Selling in the euro accelerated, sending it to a three-week low versus the dollar as yields on weaker euro zone bond surged, expanding their spreads against German Bunds to their widest ever.
Violent protests in Athens against government austerity highlighted the political obstacles to a second bailout, with Prime Minister George Papandreou forced to reshuffle his cabinet to salvage his government amid resignations by ruling party lawmakers. [ID:nL3E7HG0P8]
Adding to negative euro sentiment were comments from European Central Bank policymaker Nout Wellink, who was quoted by a Dutch newspaper as saying the European bailout fund should be doubled, raising speculation that the burden faced by euro zone countries to help Greece may increase. [ID:nLDE75F03M]
“There’s political turmoil in Greece, and the government doesn’t look too stable,” said Lutz Karpowitz, currency strategist at Commerzbank in Frankfurt.
“The risk is increasing that Greece may not get a bailout, and this is putting pressure on the euro.”
The euro plumbed a lifetime low of 1.1957 Swiss francs EURCHF=R on electronic trading platform EBS.
Seen as a safe-haven currency, the franc brushed off statements by the Swiss National Bank expressing concern about its gains, as the bank gave no sign of action that would stem the currency’s upside. [ID:nZCHFHE79L]
The euro EUR= fell 0.6 percent to a session low of $1.4073, its lowest since late May.
It broke below support around $1.4150, its 100-day moving average.
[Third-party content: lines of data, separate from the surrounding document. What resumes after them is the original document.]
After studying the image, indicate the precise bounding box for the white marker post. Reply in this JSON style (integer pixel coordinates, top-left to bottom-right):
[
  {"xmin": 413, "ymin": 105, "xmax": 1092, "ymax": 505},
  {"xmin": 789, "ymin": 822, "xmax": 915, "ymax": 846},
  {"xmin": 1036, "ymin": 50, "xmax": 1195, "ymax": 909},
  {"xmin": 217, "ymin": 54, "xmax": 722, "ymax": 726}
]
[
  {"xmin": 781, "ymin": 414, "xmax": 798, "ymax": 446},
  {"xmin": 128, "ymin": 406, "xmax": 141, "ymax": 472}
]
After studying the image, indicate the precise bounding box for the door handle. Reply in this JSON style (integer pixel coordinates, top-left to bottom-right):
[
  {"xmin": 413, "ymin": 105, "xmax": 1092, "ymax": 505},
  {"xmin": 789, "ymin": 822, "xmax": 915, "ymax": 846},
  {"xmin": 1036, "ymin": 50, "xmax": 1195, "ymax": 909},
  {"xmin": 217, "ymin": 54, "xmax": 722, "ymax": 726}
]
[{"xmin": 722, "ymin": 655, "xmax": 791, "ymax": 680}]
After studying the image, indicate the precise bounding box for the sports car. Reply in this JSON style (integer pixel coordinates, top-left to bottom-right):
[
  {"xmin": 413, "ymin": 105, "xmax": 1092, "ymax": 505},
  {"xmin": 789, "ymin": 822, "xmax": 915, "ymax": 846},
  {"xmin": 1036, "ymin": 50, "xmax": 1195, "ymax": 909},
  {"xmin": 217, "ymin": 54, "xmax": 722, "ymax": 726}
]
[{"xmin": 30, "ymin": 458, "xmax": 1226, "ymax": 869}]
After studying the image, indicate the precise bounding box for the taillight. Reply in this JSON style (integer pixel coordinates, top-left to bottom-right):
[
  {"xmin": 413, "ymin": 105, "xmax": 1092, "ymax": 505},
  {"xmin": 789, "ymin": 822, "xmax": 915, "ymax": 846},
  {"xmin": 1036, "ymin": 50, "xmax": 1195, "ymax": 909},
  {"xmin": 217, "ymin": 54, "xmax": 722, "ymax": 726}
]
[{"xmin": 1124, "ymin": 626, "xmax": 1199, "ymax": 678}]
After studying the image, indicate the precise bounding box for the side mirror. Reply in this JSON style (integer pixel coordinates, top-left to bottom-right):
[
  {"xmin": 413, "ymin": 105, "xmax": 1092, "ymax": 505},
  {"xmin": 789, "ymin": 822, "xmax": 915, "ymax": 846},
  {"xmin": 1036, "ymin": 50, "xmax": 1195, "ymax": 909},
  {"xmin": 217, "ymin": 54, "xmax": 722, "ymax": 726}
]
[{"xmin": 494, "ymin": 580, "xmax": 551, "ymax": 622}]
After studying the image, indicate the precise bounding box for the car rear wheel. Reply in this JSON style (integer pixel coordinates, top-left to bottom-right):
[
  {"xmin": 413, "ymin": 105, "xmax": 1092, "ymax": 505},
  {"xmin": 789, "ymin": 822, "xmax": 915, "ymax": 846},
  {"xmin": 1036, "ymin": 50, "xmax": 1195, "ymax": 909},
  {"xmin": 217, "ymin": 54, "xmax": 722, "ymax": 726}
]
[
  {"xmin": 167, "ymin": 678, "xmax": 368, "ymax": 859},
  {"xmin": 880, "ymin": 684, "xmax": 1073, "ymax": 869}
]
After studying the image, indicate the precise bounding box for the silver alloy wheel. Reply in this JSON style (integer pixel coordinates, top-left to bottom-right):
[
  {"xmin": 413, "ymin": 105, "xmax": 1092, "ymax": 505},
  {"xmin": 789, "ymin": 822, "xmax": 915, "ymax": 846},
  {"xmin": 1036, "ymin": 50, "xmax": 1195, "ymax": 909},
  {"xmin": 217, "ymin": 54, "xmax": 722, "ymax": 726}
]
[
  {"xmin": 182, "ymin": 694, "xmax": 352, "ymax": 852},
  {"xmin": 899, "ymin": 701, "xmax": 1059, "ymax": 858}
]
A close below that level would offer a technical indication that the euro was vulnerable to more losses, and analysts said the single currency was poised for a move down to May’s trough of $1.3970.
A ramp-up in uncertainty about the Greek debt situation drove euro/dollar implied volatilities higher, with one-month vol jumping to around 14.0 percent EUR1MO=, its highest since November and indicating that movements in the single currency may become more erratic.
The premium paid to protect against euro selling has also surged, with the one-month euro/dollar 25-delta risk reversal cranking up 1.0 vol to trade around 3.1 in favour of euro puts, its highest since late May 2010. This indicates a growing euro downside position in the options market.
The euro’s fall supported the dollar against a basket of currencies, pushing the dollar index .DXY up 0.3 percent to 75.832.
The yen also rose across the board due to its perceived safe-haven status, pushing the dollar down 0.4 percent to 80.70 yen JPY=. The euro, sterling and the Australian and New Zealand currencies each fell as much as 1 percent on the day versus the Japanese currency.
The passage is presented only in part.